9 Track and Line Following

The goal of this exercise is to program the Pololu robot in LF to perform track and line following, where the robot detects a line or track and follows it until it reaches the end.

For this lab, you will need a suitable line like the one here (made using black ducktape and a white foam board):

9.1 Prelab

  • Review Section 6.5, Line and bump sensors of the Pololu 3pi+ 2040 robot User's Guide.

  • Review the section for the motors from the previous lab. This lab will test you on how to adjust power to maneuver curves and sharp turns.

  • Review Line Sensing. The same calibration should be done at the beginning of this exercise, however, with a small difference, explained below.

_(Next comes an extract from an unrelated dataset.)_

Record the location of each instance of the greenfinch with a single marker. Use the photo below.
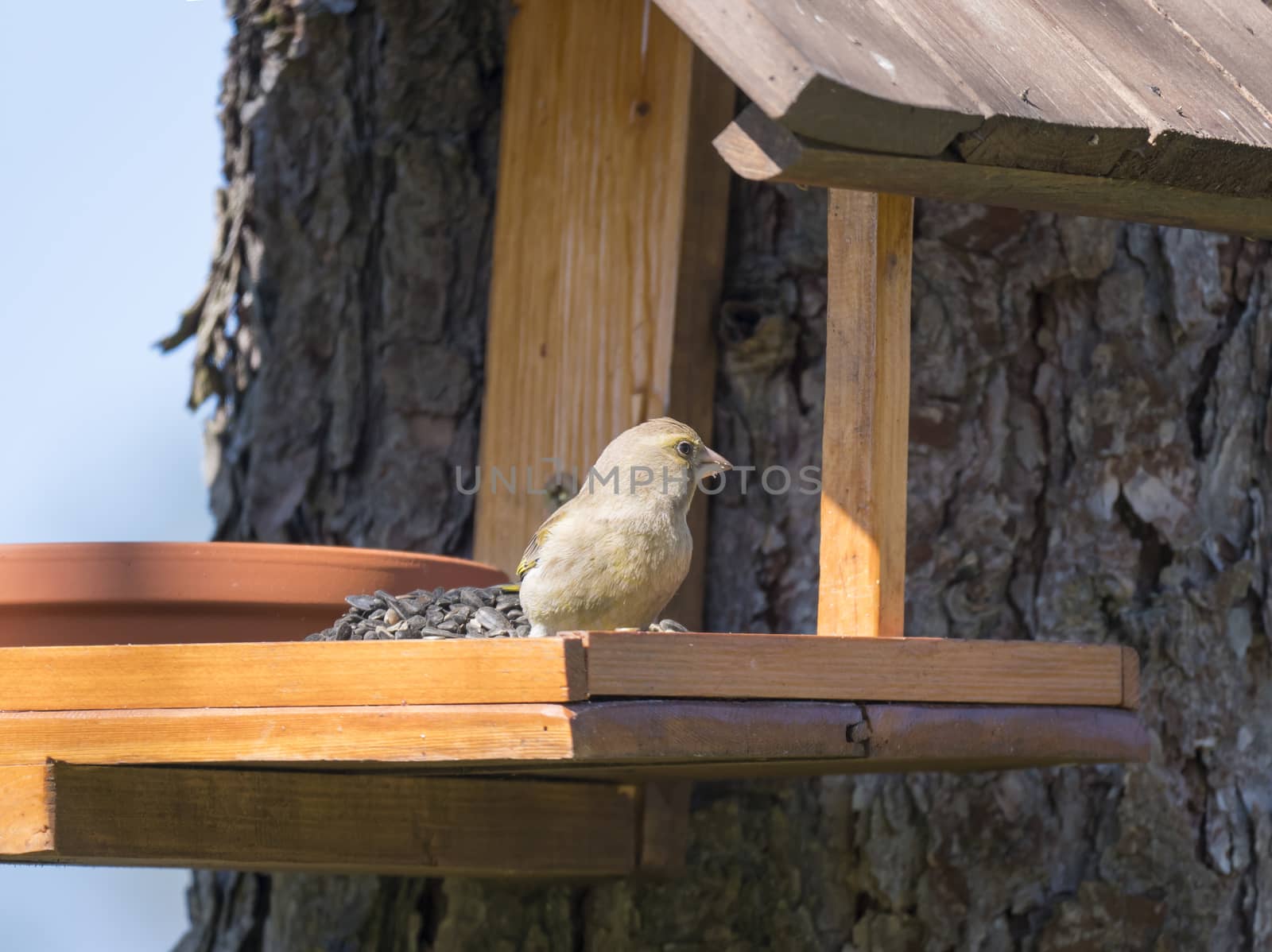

    For this lab, you are required to indicate where the robot is planning or programmed to move when the sensor detects an out-of-track area in order for the robot to realign itself with the track (For instance, if the right-hand-side sensors of the robot detect an out-of-track area the print on display should read "left" and vice-versa).

Questions

  1. Can we use the gyroscope to make the robot navigate the curves?
  2. Can we use the line sensors on the edges, i.e., sensors 1 and 5, to detect angles and curves?

9.2 Track Following

Checkoff: Calibrate your line sensors to detect the "out-of-track" area.

Write LF code to make your robot follow the designated path. The trick is to make sure the speed of the robot's motor enables it to maneuver the turns and adjust the speed of the robot if necessary.

HINT: 0.1f would be a reasonable starting point for the speed. You may increase or decrease the speed eventually. The goal is functionality.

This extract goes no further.